Search code examples
python-polars

Combine Polars dataframe with shifted-version into a single df using struct


I have a dataframe with stock price history of companies by date.

print(prices)

shape: (5, 4)
┌──────┬─────┬───────┬──────────┐
│ date ┆ ibm ┆ apple ┆ coinbase │
│ ---  ┆ --- ┆ ---   ┆ ---      │
│ i64  ┆ i64 ┆ i64   ┆ i64      │
╞══════╪═════╪═══════╪══════════╡
│ 1    ┆ 50  ┆ 100   ┆ 40       │
│ 2    ┆ 48  ┆ 200   ┆ 60       │
│ 3    ┆ 49  ┆ 400   ┆ 10       │
│ 4    ┆ 27  ┆ 800   ┆ 300      │
│ 5    ┆ 11  ┆ 1600  ┆ 7000     │
└──────┴─────┴───────┴──────────┘

And another with prices shifted by 2 date units.

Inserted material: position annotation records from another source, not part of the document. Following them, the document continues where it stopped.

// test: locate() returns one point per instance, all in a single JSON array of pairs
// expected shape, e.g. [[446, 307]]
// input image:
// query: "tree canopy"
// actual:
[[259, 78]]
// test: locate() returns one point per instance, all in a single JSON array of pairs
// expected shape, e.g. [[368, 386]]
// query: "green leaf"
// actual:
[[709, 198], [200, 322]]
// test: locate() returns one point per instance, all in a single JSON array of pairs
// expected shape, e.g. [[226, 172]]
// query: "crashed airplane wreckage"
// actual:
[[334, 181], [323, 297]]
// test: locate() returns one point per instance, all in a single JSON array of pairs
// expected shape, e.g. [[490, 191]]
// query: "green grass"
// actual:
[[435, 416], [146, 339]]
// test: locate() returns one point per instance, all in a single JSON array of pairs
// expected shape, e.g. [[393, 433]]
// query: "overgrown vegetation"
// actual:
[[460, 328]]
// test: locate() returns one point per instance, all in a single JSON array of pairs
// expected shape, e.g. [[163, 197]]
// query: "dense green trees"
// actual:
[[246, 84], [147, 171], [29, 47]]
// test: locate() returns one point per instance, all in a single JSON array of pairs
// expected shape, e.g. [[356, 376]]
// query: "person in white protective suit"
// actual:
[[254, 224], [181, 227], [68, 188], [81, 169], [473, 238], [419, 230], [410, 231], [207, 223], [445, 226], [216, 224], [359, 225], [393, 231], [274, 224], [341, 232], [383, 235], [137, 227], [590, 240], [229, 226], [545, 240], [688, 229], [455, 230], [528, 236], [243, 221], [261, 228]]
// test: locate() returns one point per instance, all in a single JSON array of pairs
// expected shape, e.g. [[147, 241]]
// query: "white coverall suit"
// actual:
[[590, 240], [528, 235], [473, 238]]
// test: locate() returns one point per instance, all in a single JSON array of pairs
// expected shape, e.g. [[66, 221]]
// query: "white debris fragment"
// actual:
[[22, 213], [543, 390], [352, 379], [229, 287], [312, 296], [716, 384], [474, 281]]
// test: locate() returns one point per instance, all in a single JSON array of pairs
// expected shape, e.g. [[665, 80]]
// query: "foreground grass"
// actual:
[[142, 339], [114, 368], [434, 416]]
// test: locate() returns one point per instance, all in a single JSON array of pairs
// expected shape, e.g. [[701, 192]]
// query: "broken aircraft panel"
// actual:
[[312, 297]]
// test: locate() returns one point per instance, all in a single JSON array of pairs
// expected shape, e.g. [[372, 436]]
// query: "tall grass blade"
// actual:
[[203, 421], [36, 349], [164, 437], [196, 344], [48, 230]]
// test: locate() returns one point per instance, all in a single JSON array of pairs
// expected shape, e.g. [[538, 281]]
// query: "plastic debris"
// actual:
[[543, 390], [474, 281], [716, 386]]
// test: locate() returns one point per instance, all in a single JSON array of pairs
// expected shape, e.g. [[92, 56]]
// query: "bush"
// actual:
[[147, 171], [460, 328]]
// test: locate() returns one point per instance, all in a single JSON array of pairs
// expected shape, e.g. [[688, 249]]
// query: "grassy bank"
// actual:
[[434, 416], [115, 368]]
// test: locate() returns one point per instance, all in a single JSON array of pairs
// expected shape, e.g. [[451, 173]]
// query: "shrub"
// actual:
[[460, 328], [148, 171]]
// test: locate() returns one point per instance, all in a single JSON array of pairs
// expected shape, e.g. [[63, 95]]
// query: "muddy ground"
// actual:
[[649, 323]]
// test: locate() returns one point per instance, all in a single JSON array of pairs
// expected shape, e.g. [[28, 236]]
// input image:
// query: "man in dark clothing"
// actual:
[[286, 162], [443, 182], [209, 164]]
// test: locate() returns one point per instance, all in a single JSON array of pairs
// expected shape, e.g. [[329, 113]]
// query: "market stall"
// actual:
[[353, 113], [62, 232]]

prices_2 = prices.shift(-2)

shape: (5, 4)
┌──────┬──────┬───────┬──────────┐
│ date ┆ ibm  ┆ apple ┆ coinbase │
│ ---  ┆ ---  ┆ ---   ┆ ---      │
│ i64  ┆ i64  ┆ i64   ┆ i64      │
╞══════╪══════╪═══════╪══════════╡
│ 3    ┆ 49   ┆ 400   ┆ 10       │
│ 4    ┆ 27   ┆ 800   ┆ 300      │
│ 5    ┆ 11   ┆ 1600  ┆ 7000     │
│ null ┆ null ┆ null  ┆ null     │
│ null ┆ null ┆ null  ┆ null     │
└──────┴──────┴───────┴──────────┘

I want to bundle the 2 ibm series into structs in a single ibm column, with a field for the price @ date, and the shift(-2) price. Similar for apple etc.

How can I do this? Would it be efficient?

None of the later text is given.